Выбрать главу

Но как только Бергман берется за самостоятельное творчество и пытается вдохнуть жизнь в описываемые им события или существа, он сразу же начинает путаться и теряет всякую самостоятельность и силу. Ведь он в глубине души сам не верит в то, что задумал. Оторванные от реальной жизни, его прозрения выглядят бледными и бескровными – в лучшем случае это оригинально перекроенные сновидения, весьма, может быть, интересные психоаналитику, но мало что дающие людям, которым нужна более существенная духовная пища. Сам чувствуя этот недостаток, Бергман сознательно или же инстинктивно прибегает к мелодраме, патетике, искусственно заостренным положениям. С избыточной, льющейся через край элегантностью формы он аранжирует свои анемичные мелодии, создает звучные аккорды, тонкие эффекты контрапункта… Но все эти пустотелые звуковые образы лишь отдаленно ассоциируются в нашем сознании с творениями великих мастеров. Муза Бергмана – это холодная и развращенная женщина. Она опытна, ни на секунду не забывает о том, что должна нравиться, но в ней нет любви, тепла или настоящей жизни.

Можно сколько угодно предаваться умозрительным размышлениям относительно всех мыслимых и немыслимых причин «бергмановской проблемы». Он, как кажется, сознательно дал для нее пищу, декларируя среди всего прочего свой «страх», из которого прямо выводит «долг художника угождать другим, его потребность любви, необходимость успеха».

Бесспорно, для создателя кинофильмов эти факторы, сопровождающие его творческий процесс, особенно чувствительны. Ведь режиссер работает под постоянным давлением коммерческого рынка и его угроз.

Можно посочувствовать Бергману и еще в одном отношении. Он никогда не принадлежал к какой-нибудь литературной группировке, у себя на родине его никто не признает как писателя, и он, конечно же, страдает от пренебрежительного отношения со стороны своих коллег по перу.

Но он осознал неслыханное преимущество кадра над словом, прямой призыв кино к нашему чувству, и ухватился за это средство самовыражения, как утопающий за спасательный круг.
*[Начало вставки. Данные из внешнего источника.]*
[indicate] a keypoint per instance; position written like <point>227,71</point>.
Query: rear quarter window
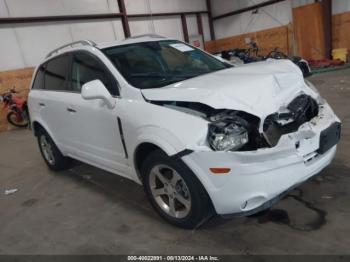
<point>56,74</point>
<point>39,79</point>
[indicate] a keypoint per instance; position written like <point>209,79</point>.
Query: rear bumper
<point>258,179</point>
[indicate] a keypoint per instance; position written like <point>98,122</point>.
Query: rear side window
<point>86,68</point>
<point>39,79</point>
<point>56,74</point>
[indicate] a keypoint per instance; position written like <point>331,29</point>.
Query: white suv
<point>202,136</point>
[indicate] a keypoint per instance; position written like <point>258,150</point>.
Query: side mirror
<point>96,90</point>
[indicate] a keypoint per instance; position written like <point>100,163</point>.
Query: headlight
<point>319,98</point>
<point>227,136</point>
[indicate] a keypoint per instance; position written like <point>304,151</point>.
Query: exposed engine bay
<point>244,127</point>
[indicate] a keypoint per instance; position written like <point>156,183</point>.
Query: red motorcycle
<point>17,108</point>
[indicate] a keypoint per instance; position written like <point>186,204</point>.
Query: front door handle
<point>71,110</point>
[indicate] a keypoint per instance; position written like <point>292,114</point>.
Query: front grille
<point>301,110</point>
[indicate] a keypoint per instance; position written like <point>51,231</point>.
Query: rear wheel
<point>51,154</point>
<point>174,191</point>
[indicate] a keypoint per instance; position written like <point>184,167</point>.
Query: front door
<point>95,135</point>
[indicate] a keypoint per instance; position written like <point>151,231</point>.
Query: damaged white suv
<point>202,137</point>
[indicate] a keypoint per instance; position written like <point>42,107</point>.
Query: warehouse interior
<point>87,211</point>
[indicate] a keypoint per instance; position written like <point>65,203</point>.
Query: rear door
<point>51,96</point>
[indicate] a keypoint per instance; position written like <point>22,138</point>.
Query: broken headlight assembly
<point>228,134</point>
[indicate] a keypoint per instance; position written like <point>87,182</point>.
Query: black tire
<point>200,208</point>
<point>12,115</point>
<point>60,162</point>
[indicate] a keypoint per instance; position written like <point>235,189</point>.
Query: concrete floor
<point>88,211</point>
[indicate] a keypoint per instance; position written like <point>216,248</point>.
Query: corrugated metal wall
<point>267,17</point>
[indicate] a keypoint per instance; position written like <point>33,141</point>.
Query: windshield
<point>157,64</point>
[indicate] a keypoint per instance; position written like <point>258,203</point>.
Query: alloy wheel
<point>47,150</point>
<point>170,191</point>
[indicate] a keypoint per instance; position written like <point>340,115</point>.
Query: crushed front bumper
<point>259,178</point>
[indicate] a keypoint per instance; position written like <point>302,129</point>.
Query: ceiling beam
<point>210,18</point>
<point>327,21</point>
<point>249,8</point>
<point>125,21</point>
<point>184,28</point>
<point>38,19</point>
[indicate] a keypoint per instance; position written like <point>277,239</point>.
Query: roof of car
<point>132,40</point>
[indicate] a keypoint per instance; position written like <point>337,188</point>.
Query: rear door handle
<point>71,110</point>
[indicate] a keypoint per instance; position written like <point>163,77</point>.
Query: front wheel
<point>174,191</point>
<point>17,120</point>
<point>50,152</point>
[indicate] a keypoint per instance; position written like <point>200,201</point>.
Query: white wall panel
<point>169,27</point>
<point>20,8</point>
<point>192,26</point>
<point>166,26</point>
<point>38,40</point>
<point>206,28</point>
<point>140,26</point>
<point>99,31</point>
<point>25,45</point>
<point>90,6</point>
<point>10,54</point>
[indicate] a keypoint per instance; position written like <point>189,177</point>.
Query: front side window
<point>86,68</point>
<point>56,74</point>
<point>157,64</point>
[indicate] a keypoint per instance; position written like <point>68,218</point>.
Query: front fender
<point>164,139</point>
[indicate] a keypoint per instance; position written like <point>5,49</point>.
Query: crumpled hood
<point>258,88</point>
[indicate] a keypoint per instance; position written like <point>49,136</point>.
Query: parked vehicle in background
<point>203,137</point>
<point>251,55</point>
<point>16,108</point>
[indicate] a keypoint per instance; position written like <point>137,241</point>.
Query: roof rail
<point>147,35</point>
<point>82,42</point>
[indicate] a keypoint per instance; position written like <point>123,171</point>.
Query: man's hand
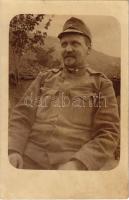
<point>72,165</point>
<point>16,160</point>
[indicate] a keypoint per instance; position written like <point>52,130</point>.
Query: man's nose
<point>69,48</point>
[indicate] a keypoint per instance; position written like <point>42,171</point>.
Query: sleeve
<point>97,151</point>
<point>23,115</point>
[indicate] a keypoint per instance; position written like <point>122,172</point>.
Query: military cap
<point>75,25</point>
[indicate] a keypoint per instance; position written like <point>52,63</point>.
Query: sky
<point>105,30</point>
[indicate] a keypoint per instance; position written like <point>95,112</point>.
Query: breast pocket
<point>48,96</point>
<point>82,107</point>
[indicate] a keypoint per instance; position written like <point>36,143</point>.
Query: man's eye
<point>75,44</point>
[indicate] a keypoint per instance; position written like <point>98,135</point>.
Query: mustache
<point>65,55</point>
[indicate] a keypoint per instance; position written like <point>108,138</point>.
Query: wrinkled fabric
<point>64,116</point>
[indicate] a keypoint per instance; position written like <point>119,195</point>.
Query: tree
<point>24,36</point>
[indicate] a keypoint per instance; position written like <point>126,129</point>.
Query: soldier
<point>68,118</point>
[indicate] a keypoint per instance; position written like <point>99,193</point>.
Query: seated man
<point>68,118</point>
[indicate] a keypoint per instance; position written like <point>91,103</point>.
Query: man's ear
<point>89,50</point>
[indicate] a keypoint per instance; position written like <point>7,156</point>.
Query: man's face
<point>74,50</point>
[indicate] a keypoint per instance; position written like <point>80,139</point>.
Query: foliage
<point>23,36</point>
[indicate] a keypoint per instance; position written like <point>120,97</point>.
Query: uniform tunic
<point>64,116</point>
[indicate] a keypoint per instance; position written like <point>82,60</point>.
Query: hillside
<point>30,65</point>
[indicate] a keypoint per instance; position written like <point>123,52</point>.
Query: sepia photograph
<point>64,99</point>
<point>64,92</point>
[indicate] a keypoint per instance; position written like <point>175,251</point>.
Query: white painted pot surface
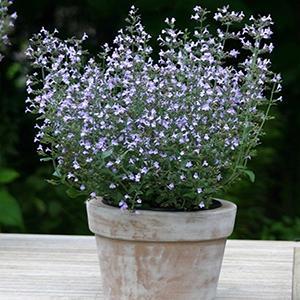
<point>157,255</point>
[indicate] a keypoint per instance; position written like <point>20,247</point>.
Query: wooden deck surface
<point>39,267</point>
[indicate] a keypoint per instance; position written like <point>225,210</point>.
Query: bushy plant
<point>6,24</point>
<point>170,133</point>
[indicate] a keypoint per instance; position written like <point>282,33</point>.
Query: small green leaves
<point>250,174</point>
<point>73,193</point>
<point>106,154</point>
<point>8,175</point>
<point>46,159</point>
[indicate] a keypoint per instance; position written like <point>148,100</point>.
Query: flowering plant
<point>141,133</point>
<point>6,23</point>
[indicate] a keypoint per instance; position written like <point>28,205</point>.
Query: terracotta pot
<point>157,255</point>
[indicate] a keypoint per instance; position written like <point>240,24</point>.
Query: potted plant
<point>152,142</point>
<point>6,24</point>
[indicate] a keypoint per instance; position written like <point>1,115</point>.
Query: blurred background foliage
<point>268,209</point>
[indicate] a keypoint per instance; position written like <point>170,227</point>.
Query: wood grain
<point>66,267</point>
<point>296,274</point>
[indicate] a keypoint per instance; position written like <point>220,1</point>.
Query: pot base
<point>160,271</point>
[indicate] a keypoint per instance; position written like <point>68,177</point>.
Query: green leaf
<point>46,159</point>
<point>73,193</point>
<point>250,175</point>
<point>8,175</point>
<point>56,173</point>
<point>106,154</point>
<point>10,212</point>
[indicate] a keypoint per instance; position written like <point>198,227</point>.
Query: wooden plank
<point>66,267</point>
<point>296,274</point>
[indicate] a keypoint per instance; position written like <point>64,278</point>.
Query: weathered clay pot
<point>157,255</point>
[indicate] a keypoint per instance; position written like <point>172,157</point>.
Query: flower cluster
<point>6,23</point>
<point>141,133</point>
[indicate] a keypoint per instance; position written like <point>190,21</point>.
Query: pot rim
<point>163,226</point>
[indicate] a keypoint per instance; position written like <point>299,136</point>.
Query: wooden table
<point>66,267</point>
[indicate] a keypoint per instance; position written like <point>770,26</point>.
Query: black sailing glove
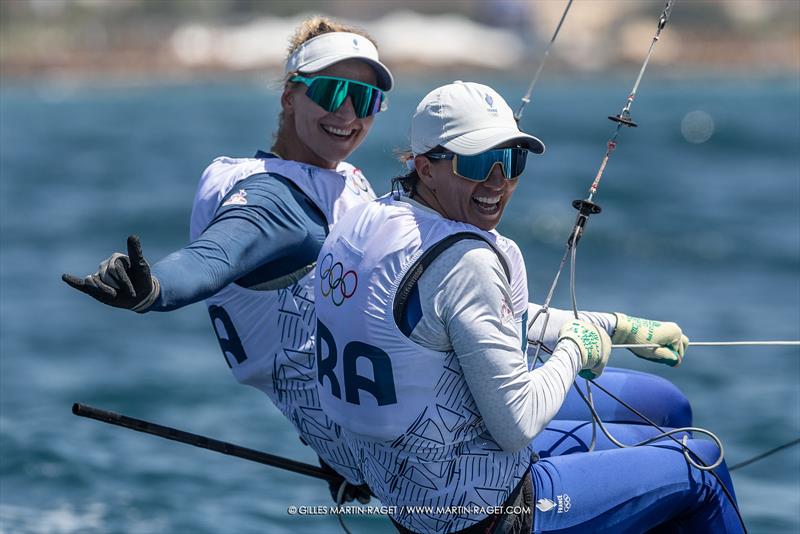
<point>121,281</point>
<point>351,492</point>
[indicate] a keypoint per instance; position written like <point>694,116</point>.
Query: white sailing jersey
<point>267,336</point>
<point>406,409</point>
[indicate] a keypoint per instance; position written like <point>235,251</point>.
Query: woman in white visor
<point>257,226</point>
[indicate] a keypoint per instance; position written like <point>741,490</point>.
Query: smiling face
<point>318,137</point>
<point>480,204</point>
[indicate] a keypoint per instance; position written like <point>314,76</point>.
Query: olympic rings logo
<point>335,282</point>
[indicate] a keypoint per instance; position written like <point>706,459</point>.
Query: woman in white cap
<point>258,223</point>
<point>421,355</point>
Бергману удалось сделать из кинематографа свое послушное орудие. Но затем последовало самое странное. Вместо того чтобы создавать новые формы кинопереживаний, он, несомненно подвигаемый на то подавленными амбициями, начал скармливать зрителю некий квазилитературный водянистый суп. В его фильмах перед нами предстает вереница фантомов, призрачных видений, произносящих выспренние диалоги, очевидно заимствованные Бергманом из театральных инсценировок и приобретшие в его интерпретации привкус карамельной слащавости.
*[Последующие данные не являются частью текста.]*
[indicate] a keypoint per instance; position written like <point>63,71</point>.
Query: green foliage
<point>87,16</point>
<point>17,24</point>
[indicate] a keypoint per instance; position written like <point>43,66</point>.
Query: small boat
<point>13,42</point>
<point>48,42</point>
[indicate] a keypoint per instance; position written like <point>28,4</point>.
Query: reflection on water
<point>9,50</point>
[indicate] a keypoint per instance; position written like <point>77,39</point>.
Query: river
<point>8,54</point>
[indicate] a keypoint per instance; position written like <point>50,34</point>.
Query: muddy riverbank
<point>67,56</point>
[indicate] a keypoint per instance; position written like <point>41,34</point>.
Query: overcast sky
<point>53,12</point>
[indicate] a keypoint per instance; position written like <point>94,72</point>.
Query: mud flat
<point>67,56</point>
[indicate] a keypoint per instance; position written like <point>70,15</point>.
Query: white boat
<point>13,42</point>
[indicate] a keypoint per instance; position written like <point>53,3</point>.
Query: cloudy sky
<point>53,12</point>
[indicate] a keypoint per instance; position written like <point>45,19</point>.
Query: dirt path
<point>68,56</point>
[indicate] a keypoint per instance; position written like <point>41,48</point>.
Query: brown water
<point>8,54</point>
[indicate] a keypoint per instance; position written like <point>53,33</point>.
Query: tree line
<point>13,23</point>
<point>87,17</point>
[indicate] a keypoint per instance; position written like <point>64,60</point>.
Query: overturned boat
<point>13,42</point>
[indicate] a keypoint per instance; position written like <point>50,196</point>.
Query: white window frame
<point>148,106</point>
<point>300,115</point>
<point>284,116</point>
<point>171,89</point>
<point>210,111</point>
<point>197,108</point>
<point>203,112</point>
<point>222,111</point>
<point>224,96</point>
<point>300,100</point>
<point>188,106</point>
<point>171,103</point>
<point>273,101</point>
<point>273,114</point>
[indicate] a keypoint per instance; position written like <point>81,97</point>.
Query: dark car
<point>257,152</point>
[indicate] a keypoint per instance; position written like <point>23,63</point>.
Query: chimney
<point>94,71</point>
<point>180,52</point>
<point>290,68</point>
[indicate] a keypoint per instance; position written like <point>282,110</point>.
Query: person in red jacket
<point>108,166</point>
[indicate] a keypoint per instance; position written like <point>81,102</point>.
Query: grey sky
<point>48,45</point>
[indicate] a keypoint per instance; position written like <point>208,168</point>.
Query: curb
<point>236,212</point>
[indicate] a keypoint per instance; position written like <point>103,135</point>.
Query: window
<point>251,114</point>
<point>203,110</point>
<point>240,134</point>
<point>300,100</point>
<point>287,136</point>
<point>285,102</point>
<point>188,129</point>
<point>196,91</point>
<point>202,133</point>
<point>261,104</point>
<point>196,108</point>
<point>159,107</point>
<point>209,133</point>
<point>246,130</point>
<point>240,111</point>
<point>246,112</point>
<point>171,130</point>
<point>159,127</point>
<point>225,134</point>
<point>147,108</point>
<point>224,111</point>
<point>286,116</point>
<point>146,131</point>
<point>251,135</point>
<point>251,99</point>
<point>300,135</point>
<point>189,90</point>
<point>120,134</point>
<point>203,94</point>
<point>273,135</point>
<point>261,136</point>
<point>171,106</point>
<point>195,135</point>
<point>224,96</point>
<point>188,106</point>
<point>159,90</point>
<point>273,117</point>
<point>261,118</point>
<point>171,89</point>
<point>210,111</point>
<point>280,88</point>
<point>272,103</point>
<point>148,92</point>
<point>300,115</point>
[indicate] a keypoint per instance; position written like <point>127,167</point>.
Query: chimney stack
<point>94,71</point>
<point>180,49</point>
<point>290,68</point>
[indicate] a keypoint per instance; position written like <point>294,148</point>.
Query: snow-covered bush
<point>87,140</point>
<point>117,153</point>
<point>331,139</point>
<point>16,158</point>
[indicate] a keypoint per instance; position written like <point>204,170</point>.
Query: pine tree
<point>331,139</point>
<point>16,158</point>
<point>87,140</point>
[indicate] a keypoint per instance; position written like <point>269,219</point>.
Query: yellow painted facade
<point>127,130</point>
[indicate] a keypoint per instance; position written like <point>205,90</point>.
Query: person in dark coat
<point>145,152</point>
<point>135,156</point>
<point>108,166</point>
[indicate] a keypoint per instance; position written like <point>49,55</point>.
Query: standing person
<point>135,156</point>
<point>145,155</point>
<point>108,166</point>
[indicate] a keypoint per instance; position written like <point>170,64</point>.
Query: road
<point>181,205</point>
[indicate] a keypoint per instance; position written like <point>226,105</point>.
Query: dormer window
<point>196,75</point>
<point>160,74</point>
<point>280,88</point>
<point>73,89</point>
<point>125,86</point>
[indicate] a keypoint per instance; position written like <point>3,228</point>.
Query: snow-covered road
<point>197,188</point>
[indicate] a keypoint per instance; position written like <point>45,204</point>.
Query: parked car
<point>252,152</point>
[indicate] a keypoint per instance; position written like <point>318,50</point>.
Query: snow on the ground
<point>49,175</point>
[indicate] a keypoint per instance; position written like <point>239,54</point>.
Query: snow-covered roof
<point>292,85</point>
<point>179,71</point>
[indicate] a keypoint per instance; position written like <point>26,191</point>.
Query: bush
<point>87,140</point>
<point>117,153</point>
Постоянно демонстрируемая на экране художественная неуверенность Бергмана производит в конце концов до того удручающее впечатление, что впору задаться вопросом: что за сумасбродное и отчаянное высокомерие заставляет этого художника упорствовать в роли странника, вопиющего в пустыне?

Случай с Бергманом прекрасно, на наш взгляд, иллюстрирует также разницу между самобытным и вторичным по характеру искусством. И хотя Бергман является представителем второго, он тем не менее все же должен нести свою долю ответственности за положение в художественном мире в целом. Ведь, обладая столь бесспорным знанием тайн кинематографа, он мог бы привлечь к созданию фильмов целый ряд писателей своего поколения, давая тем самым новый стимул к обновлению и развитию их творчества. Но вместо этого он, упорствуя в своем необъяснимом для нас самоутверждении, удалился в пустыню, застолбил там себе некое царство и самовольно объявил себя его властителем.

Пора уже избавиться от этой призрачной одиозной фигуры, слишком долго будоражившей наше воображение. Бергман ничего не может рассказать нам ни о нас самих, ни о жизни, которой мы живем, ни о боге. Он не может сказать нам ничего даже о незначительности или же о мнимом величии собственной персоны. Он – всего лишь еще одно пугающее свидетельство полного упадка, в котором находится сегодня искусство кино.